En la parte económica, todo lo que implica la libertad, es decir, una definición eficiente del derecho privado de propiedad, basado en el derecho natural a la propiedad con las acepciones que esto conlleva; el derecho a la posesión, el derecho de uso de los recursos y el derecho de transferencia. A través del derecho de posesión se reconoce el derecho a la propiedad privada, con el derecho de uso soy libre de decidir que hacer con mis recursos mientras que ese uso no atente contra derechos de terceros y el derecho de transferencia que implica que todas las transacciones sean voluntarias, que implica a su vez la existencia de mercados competitivos, igualdad de oportunidades, etc.
Aun cuando sea economista, considero que debe de haber democracia política y democracia económica, como dos caras de la misma moneda.
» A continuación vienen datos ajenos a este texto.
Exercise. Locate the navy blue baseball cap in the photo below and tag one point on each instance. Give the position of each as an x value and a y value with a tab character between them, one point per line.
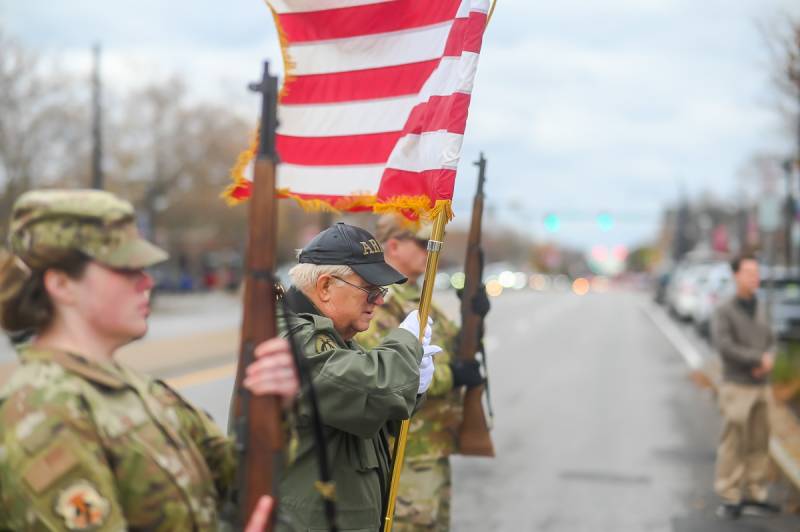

Pueden no coexistir en determinado periodo pero a la larga no puede tenerse una sin la otra. Si tenemos un sistema político cerrado, una dictadura, con una democracia económica, mercados competitivos, igualdad de oportunidades de acceso, etc., tarde o temprano se vuelven incompatibles. Las presiones obligarán al sistema político a abrirse o a eliminar las libertades económicas.
El modelo liberal económico debe tener un poder judicial independiente, imparcial, que proteja de manera eficiente y expedita los derechos privados de propiedad y garantice el cumplimiento de los contratos de particulares y que lleve ante la justicia a quienes cometen delitos. De lo contrario se cae en el mundo de Hobbes, “cada quien con sus uñas y gana el más fuerte”.